Thoughts on System Software

I have worked as a software engineer for 6 years now. At my first workplace, I worked on the system software that runs on enterprise network switches.

What is system software?

In its original usage, system software consisted of the components of the operating system running on a computer system. For a while, I did work on such software. This was a real-time OS, with strict time guarantees. It was a single-thread, single address-space OS. That means every piece of code, from critical network protocol logic, to the code that blinks LEDs on the front panel, ran in a sequential manner. If you try to dereference a null pointer in the CLI parser, your switch will crash and reboot, interrupting the network traffic.

Soon after I joined, however, my company moved to an entirely new, Debian Linux based OS. We were moving into a more civilized age. All the software we wrote ran in the userspace. Each logical unit runs as its own Linux process. A crash in the LED controller will not affect anything else at all. In fact it probably won’t affect the LEDs either! The process will simply dump core, and restart, usually within milliseconds. It became a bit hard to describe this as “system software”, but we kept thinking of ourselves as “system software engineers”.

Building system software

There is a difference between building a “system”, and building an “app”. For instance, the standard practice for any such shop as ours was to compile an OS image, that you would then install on a network switch. This is equivalent to copying an Ubuntu ISO image onto a flash drive, and installing it to a PC. This is time consuming in a number of ways:

Compiling takes time, because even if your change is small, the entire binary has to be re-built.
OS images are relatively large in size (hundreds of megabytes to gigabytes). Transferring them to the target takes time.
Installing the image takes time because this is basically an OS installation. This takes at least 15 minutes for a latest Linux distro, and even longer for Windows.
Debugging is cumbersome, since you need special mechanisms to attach an OS kernel to gdb.

What changed with Linux?

When we switched to a Linux-based system running separate processes, it brought a lot of advantages with it.

You could now compile just an app.
You could simply copy the executable of that single app onto the switch and run it to look at your changes.
Debugging is way easier since now your code is simply a userspace process.

However, since we were still thinking in the old way, we never adopted many of these benefits. Standard practice still remained to compile the entire OS, with our apps, then install the huge OS image onto the switch. But these are small problems to solve, and we eventually did solve them.

The bigger issue

Since our new OS was also designed with the old “OS development” mindset, we devised an efficient, state-based inter-process communication model that all apps needed to use. It would simplify development, and increase reliability by decoupling everything in the running system.

But the way this was designed, every app needed to link against a shared library that defines the schema for the entire system’s configuration. For example, if I want the user to be able to turn on a port locator LED, I need to specify a json attribute that can store that setting.

This now needs to be known by a central database, which can keep track of all such attributes and facilitate communication between apps. To avoid having everyone to craft json queries and parse long json responses, we had a library with simple to use C interfaces. The problem is that every single app depends on this library now. Any change to any attribute’s schema, by any feature, will necesitate re-linking or at least re-loading the shared library.
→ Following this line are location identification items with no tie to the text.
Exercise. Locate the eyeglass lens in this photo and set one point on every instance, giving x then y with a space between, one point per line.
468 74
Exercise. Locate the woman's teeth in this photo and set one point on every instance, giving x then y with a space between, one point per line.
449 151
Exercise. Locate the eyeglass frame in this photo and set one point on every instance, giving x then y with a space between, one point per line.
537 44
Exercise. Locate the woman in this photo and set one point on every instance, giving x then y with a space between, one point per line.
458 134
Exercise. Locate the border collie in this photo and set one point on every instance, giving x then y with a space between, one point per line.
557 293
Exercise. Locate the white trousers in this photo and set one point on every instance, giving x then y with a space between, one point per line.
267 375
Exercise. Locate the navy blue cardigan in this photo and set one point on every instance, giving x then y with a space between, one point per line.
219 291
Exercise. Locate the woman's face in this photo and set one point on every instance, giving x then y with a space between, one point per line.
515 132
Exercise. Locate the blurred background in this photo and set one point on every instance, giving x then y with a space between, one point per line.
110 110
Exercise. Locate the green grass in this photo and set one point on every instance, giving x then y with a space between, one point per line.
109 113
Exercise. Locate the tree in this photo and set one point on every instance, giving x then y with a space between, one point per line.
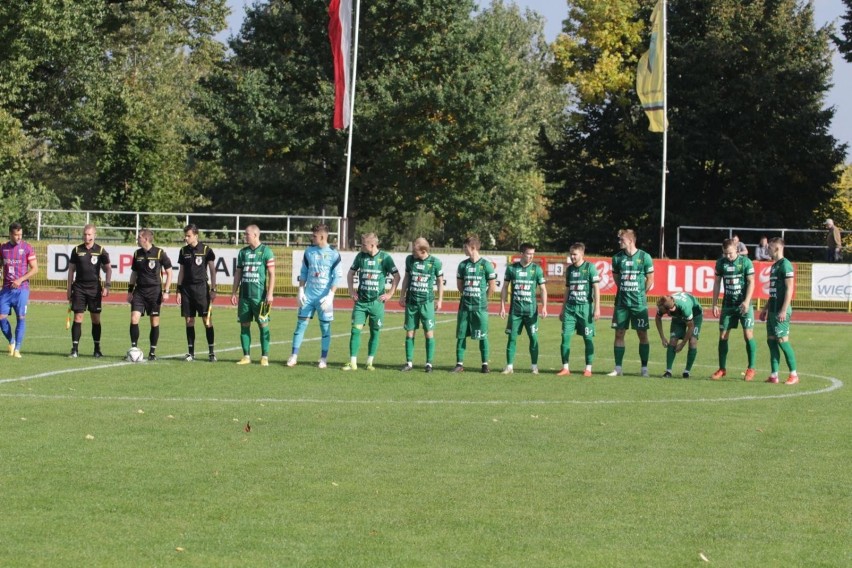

So we come back to compiling/linking everything for every small change. If you don’t, things may work, or they may fail in frustrating ways.

Is there a better way?

I think the key hurdle we need to cross to solve this issue is to stop thinking of ourselves as “system engineers” or that we are in the business of “OS development”. We are writing userspace Linux programs, and packaging them up with a standard Linux distro.

Design every app as if you are designing it for a third-party OS. Don’t couple things so tightly to your own infrastructure that it is impossible to untangle the mess. Have each app expose a standard API (could be using json, or protobuf), and plan to work with API versions x plus minus 1.

After that, it is just a matter of each app residing in its own repository, running its own tests, on its own release schedule. The entire system will still need to be tested in a simulated setting with the latest versions of each app, before pushing the OS update to critical network infrastructure, but this way you get rid of a lot of headaches that are simply holdovers from the past.